While the auto industry is improving efficiency of engines, with larger vehicles and more safety features, the average car still produces six tons of carbon dioxide each year. For perspective, heating an average house emits four tons of carbon dioxide per year, each hot tub produces around 3,000 pounds per year, and each plasma TV accounts for 1,500 pounds per year.
Just like carefully programming a thermostat or turning off the TV to reduce wasted energy, drivers can fine-tune their driving habits to reduce their carbon emissions. Each gallon of gas burned emits around 20 pounds of carbon dioxide), so let’s bring down the gallons burned.
Maximize the efficiency of your transportation method
Many of the best ways to improve fuel efficiency – and reduce carbon emissions – can be implemented before you even turn the key. The best way to use less fuel is by simply driving less. Consider your destination and the many ways of getting there. Is it walkable or bikeable? Is mass transit or carpool an option? According to the Minnesota Pollution Control Agency, you can reduce your fuel consumption by up to 50% by commuting via transit or carpool options three days a week. Telecommuting, when possible, is the cleanest option.
Maximize the Efficiency of Your Vehicle (even if Keeping a Guzzler)
Choosing fuel efficient vehicles, especially hybrid and electric vehicles found on GreenerCars.org, is another effective method of reducing fuel consumption. For example, the 2019 Jeep Grand Cherokee Trackhawk 4×4 averages 17 MPG on the highway and 11 in the city while the 2019 Honda Insight gets 49 MPG on the highway and 55 in the city. If you have several vehicles to choose from at home, drive the most fuel efficient on as much as possible. The difference may not be as extreme as a Jeep Grand Cherokee versus a Honda Insight, but the it adds up over time.
If buying a more fuel-efficient vehicle isn’t feasible, maximize your current car’s fuel efficiency by following the manufacturer’s maintenance schedule, using recommended motor oil and keeping the tires properly inflated. Fuel efficiency can also be improved by removing excess weight and drag.

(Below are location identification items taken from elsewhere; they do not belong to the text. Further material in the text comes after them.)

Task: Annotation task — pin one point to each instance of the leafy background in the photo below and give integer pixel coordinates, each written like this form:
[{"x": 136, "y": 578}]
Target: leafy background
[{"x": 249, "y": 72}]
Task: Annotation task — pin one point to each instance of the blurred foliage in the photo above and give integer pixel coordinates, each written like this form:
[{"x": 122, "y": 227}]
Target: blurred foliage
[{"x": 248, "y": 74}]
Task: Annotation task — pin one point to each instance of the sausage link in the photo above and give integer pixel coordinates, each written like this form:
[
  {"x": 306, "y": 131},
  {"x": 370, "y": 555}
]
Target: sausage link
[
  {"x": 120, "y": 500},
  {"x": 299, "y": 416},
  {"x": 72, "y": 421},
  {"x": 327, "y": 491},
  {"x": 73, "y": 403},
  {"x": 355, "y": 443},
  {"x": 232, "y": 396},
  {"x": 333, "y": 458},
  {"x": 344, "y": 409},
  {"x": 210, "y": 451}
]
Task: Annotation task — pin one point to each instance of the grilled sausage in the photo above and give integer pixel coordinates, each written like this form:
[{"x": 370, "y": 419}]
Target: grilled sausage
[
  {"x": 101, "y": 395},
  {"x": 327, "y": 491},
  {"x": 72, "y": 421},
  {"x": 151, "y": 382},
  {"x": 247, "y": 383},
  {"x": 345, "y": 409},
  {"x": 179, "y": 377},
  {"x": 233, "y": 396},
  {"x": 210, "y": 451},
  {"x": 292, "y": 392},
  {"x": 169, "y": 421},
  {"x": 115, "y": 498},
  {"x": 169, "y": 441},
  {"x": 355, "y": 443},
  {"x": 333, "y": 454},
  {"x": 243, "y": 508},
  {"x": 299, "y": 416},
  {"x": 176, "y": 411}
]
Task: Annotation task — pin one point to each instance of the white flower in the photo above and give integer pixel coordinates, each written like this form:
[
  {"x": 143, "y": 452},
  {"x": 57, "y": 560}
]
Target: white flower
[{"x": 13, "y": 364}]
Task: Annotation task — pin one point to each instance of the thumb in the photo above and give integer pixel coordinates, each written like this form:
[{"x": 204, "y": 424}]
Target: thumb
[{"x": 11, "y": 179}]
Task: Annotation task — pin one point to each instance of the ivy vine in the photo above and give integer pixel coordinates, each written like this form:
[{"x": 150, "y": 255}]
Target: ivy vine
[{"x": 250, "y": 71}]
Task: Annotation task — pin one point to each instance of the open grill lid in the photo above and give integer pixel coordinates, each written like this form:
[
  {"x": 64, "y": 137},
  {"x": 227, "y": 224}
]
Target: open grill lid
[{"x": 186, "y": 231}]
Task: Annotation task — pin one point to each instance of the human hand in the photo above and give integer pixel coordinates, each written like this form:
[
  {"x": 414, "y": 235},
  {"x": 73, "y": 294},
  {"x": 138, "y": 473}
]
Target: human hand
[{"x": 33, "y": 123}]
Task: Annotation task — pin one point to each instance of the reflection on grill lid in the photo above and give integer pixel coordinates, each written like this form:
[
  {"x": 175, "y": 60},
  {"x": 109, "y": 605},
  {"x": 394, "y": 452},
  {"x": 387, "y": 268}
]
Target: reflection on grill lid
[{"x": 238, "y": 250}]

According to a study by the Oak Ridge National Laboratory, every 100 pounds of weight in your vehicle can decrease fuel efficiency by 1%. The lab also found that blunt-faced roof-top carrier can negatively impact fuel efficiency by 17% on the highway, whereas a rear-mounted cargo box causes, at most, a 5% reduction in fuel efficiency.

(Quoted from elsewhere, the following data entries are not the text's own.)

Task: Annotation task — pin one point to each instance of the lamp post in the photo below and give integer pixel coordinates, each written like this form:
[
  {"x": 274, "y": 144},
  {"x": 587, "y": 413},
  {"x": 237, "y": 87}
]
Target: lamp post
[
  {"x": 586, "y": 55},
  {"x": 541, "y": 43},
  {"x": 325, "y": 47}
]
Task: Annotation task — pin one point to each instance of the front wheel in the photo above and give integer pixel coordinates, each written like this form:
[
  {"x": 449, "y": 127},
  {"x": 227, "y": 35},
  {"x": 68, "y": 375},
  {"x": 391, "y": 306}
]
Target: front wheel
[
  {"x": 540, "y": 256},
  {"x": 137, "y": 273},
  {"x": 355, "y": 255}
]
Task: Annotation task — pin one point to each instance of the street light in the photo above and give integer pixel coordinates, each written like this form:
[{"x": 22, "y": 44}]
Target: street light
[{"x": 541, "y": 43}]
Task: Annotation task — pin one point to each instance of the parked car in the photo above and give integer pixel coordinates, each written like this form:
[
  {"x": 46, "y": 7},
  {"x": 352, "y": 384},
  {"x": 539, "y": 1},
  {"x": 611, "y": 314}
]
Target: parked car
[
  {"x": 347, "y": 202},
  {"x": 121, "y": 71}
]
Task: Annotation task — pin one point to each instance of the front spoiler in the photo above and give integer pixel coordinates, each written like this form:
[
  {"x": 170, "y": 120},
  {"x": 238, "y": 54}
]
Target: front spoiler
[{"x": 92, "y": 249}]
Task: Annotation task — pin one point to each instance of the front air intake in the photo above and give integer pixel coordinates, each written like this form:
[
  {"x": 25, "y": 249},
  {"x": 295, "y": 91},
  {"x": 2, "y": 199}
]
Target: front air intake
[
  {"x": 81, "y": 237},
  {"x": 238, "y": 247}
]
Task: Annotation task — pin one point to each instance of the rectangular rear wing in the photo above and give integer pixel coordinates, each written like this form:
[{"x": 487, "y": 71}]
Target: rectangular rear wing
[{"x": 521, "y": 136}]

Maximize the Efficiency of your Driving Style
So, it’s your turn in the carpool group to pick the kids of from soccer practice. It’s too far to walk and you need to take the SUV to fit everyone. The tires are full, the extra weight is removed, and the mechanic has your vehicle running tip top. You’ve also mapped out the most efficient route to get everyone home.
Nothing you can do now, right?
Wrong! How a vehicle is driven can drastically impact how much fuel it uses. The most notable and easiest method to reduce fuel consumption is to avoid idling. According to the U.S. Department of Energy, personal vehicle idling generates around 30 million tons of carbon dioxide in the United States each year – that’s three billion gallons of wasted fuel. The rule of thumb is to turn the engine off (not in traffic, of course) if you are going to be stopped for 10 seconds or more. It is recommended to keep engine starts to under 10 per day to reduce wear on the starter but going over this benchmark occasionally will not do significant damage.
Many cold-climate drivers tend to idle their vehicles for several minutes to warm up the engine and cab. However, modern engines only need 30 seconds to sufficiently warm up, even on the coldest days, and the cab will warm up faster while the vehicle is in motion. As a Minnesota native, I understand the brutality of sitting in a frigid car, but with 250 million personal cars in the United States reducing unnecessary idling can drastically reduce the country’s annual carbon emissions.
Along with unnecessary idling, avoid excessive accelerating and braking to reduce fuel consumption. The Oak Ridge National Laboratory found that aggressive driving (speeding, braking hard and rapid acceleration) can increase fuel use by up to 40% in stop and go traffic and up to 30% on the highway. The lab also found that most vehicles are reach optimal fuel efficiency at around 50 miles per hour, and each additional 5 mph increases fuel usage equivalent to paying an extra $0.19 per gallon. Following the speed limit and traffic laws not only increases fuel efficiency, it keeps the roadways safer and less congested for yourself and others.
Lastly, vehicles tend to pollute less when they are warmed up, so combining errands into one swoop instead of several trips over time can positively impact fuel efficiency.